IRT Nanoelec Integrates III-V Laser On Silicon
Nanoelec Research Technological Institute (IRT) in Grenoble, France - an R&D consortium headed by CEA-Leti - has announced the first co-integration of a III-V/silicon laser and silicon Mach-Zehnder modulator demonstrating 25Gbps transmission on a single channel. This transmission rate usually is achieved using an external source, over a 10km single-mode fibre (SMF).
"Jointly obtained by STMicroelectronics and Leti in the frame of the IRT Nanoelec cooperation, these results - especially fabricating the laser directly on silicon - demonstrate IRT Nanoelec's worldwide leadership in III/V-on-silicon integration to achieve high-data-rate fiber-optic modules," says project manager Stéphane Bernabé.
"IRT Nanoelec and its partners on this project - Leti, STMicroelectronics, Samtec and Mentor Graphics - are paving the way to integrating this technology in next-generation transceivers for optical data links," he adds.

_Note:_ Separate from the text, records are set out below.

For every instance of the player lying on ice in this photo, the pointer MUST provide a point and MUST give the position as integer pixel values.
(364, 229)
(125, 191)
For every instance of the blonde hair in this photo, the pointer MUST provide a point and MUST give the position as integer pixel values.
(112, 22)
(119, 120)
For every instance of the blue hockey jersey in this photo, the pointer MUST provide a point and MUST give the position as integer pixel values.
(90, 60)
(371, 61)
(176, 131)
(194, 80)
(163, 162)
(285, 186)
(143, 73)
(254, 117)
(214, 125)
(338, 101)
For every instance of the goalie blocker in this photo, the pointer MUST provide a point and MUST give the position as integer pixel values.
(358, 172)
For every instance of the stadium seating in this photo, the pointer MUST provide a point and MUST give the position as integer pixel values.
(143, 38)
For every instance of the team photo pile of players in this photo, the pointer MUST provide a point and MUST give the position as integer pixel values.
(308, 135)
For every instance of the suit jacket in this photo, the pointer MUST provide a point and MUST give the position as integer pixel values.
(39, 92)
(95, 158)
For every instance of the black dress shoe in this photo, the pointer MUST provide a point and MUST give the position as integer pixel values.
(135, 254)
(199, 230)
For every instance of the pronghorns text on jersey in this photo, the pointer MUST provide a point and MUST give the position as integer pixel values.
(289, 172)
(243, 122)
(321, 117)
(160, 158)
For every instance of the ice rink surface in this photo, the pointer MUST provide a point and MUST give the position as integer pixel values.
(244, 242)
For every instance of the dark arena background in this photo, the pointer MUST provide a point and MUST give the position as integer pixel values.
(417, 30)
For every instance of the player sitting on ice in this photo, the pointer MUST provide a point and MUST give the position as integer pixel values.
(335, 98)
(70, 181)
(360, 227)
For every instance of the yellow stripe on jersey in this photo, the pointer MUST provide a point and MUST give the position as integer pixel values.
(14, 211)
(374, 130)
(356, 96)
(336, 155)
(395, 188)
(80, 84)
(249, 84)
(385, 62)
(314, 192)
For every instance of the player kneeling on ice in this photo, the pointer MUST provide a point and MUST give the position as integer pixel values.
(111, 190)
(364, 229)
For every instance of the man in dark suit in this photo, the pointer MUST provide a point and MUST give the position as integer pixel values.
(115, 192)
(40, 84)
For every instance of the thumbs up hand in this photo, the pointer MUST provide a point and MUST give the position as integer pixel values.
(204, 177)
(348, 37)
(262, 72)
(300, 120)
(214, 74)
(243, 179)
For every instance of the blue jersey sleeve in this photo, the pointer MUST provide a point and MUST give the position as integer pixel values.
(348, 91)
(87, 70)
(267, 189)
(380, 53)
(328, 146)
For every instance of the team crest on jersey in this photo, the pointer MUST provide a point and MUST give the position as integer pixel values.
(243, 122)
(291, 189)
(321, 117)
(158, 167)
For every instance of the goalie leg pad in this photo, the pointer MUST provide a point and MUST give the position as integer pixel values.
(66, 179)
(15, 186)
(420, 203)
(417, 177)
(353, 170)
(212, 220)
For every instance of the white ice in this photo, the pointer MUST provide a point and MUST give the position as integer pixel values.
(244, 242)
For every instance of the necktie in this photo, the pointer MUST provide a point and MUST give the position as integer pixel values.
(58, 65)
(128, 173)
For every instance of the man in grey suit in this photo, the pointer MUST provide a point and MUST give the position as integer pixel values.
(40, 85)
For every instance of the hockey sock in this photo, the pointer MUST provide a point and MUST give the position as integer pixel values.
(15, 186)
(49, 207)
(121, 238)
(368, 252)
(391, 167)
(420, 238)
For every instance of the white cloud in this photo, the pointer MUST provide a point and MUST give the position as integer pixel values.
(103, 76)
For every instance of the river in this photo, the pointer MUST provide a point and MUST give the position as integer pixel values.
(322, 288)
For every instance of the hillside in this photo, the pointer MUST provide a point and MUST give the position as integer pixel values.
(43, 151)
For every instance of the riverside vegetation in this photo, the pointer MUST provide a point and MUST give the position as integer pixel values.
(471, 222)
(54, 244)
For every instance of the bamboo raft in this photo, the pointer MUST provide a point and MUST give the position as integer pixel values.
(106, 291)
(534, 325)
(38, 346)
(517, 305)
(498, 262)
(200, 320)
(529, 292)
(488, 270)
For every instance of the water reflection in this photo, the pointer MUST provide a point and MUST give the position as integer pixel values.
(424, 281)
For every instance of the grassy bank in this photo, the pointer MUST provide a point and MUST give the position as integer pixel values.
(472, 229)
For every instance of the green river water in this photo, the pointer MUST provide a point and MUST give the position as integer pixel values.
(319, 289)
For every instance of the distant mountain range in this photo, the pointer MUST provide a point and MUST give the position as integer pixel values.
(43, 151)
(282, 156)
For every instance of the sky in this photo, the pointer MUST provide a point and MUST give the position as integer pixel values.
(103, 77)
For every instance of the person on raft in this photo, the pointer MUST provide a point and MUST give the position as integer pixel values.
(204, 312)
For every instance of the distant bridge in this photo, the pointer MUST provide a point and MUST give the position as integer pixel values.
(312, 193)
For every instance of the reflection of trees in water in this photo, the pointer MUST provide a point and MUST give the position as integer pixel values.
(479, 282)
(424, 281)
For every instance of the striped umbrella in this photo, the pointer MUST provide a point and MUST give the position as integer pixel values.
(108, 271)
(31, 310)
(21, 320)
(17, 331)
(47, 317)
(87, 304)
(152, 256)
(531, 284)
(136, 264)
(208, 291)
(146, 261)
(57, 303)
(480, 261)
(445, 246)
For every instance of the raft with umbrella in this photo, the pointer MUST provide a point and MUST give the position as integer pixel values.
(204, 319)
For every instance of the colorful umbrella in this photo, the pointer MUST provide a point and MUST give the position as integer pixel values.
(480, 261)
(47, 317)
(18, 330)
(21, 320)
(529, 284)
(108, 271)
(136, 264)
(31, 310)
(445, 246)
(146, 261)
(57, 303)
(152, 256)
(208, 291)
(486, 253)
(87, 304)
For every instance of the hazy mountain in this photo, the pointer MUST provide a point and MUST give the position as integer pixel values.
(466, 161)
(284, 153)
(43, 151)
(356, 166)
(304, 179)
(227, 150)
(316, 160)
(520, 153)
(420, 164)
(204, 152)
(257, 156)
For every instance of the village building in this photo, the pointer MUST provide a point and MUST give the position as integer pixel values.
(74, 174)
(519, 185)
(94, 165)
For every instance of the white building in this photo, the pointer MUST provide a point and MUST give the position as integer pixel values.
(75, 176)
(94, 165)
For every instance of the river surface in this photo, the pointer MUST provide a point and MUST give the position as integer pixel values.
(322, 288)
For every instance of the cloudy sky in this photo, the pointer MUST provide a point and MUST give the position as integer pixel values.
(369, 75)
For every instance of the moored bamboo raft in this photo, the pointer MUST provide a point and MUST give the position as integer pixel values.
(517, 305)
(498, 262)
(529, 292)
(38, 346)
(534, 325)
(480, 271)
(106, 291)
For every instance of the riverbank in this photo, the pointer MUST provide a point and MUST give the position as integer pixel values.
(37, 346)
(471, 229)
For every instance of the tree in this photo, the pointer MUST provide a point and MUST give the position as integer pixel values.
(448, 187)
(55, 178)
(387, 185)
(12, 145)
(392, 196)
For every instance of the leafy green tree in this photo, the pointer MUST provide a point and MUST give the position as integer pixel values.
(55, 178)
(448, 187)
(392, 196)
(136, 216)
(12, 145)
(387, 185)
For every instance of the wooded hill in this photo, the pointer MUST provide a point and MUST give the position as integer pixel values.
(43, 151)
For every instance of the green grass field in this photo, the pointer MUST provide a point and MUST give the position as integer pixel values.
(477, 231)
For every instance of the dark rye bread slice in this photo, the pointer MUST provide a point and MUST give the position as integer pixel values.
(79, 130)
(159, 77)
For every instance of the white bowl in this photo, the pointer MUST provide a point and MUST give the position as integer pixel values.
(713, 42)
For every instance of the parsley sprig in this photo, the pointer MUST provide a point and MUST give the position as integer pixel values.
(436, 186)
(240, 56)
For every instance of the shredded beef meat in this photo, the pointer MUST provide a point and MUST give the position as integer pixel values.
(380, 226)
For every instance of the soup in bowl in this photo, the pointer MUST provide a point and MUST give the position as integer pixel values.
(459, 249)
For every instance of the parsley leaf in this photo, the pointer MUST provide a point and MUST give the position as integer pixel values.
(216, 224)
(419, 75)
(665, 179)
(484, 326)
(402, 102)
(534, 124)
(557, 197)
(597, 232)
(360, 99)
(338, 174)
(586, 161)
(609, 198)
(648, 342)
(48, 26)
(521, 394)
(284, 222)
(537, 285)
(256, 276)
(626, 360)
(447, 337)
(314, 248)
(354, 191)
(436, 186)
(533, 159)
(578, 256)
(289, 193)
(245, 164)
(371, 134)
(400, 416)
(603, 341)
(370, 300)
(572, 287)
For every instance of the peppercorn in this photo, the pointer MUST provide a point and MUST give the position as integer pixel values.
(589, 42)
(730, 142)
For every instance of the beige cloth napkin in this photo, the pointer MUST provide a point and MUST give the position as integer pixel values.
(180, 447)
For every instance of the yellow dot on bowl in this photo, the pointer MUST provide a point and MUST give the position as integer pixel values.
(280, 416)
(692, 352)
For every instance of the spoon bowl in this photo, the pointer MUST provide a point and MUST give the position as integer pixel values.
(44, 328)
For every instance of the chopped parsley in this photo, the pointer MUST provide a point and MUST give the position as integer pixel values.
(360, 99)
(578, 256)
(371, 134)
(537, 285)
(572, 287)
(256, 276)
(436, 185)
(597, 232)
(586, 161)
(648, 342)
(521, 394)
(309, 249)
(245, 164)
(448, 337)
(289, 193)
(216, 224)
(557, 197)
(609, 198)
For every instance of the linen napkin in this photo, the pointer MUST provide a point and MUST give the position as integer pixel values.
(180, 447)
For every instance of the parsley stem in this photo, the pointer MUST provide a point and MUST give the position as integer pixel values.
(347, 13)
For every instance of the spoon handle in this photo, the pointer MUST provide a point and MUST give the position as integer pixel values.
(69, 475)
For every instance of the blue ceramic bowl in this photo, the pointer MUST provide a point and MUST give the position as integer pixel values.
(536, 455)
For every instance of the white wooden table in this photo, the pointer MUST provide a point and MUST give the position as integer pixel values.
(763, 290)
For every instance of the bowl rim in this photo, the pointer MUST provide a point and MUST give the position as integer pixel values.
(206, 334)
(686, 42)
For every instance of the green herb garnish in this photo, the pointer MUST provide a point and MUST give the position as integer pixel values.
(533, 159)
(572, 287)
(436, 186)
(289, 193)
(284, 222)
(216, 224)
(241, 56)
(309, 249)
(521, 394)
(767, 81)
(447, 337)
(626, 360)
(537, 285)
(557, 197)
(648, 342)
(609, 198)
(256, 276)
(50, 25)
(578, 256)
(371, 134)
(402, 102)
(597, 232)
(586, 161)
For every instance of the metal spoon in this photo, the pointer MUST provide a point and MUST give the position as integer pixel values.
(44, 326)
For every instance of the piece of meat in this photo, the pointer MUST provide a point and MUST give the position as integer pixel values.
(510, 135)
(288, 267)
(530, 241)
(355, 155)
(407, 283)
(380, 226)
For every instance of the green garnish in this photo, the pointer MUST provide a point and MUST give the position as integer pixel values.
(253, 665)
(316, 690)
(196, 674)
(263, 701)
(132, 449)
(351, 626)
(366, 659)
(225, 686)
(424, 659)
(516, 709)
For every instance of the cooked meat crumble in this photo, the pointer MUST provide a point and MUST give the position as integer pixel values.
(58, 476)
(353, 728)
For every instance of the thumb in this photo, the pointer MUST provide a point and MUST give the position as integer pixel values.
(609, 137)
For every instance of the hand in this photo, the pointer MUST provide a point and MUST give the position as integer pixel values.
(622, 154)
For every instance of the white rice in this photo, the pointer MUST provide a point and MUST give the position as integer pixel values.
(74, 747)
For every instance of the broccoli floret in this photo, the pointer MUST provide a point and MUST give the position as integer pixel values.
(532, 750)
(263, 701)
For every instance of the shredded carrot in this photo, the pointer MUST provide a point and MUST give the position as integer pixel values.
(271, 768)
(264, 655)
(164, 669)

To achieve the recent results, silicon photonics circuits integrating the modulator were processed first on a 200mm silicon-on-insulator (SOI) wafer, although 300 mm wafers also could be used in the near future. Then, a two inch wafer of III-V material was directly bonded on the wafer. In the third step, the hybrid wafer was processed using conventional semiconductor and/or MEMS process steps to produce an integrated modulator-and-laser transmitter.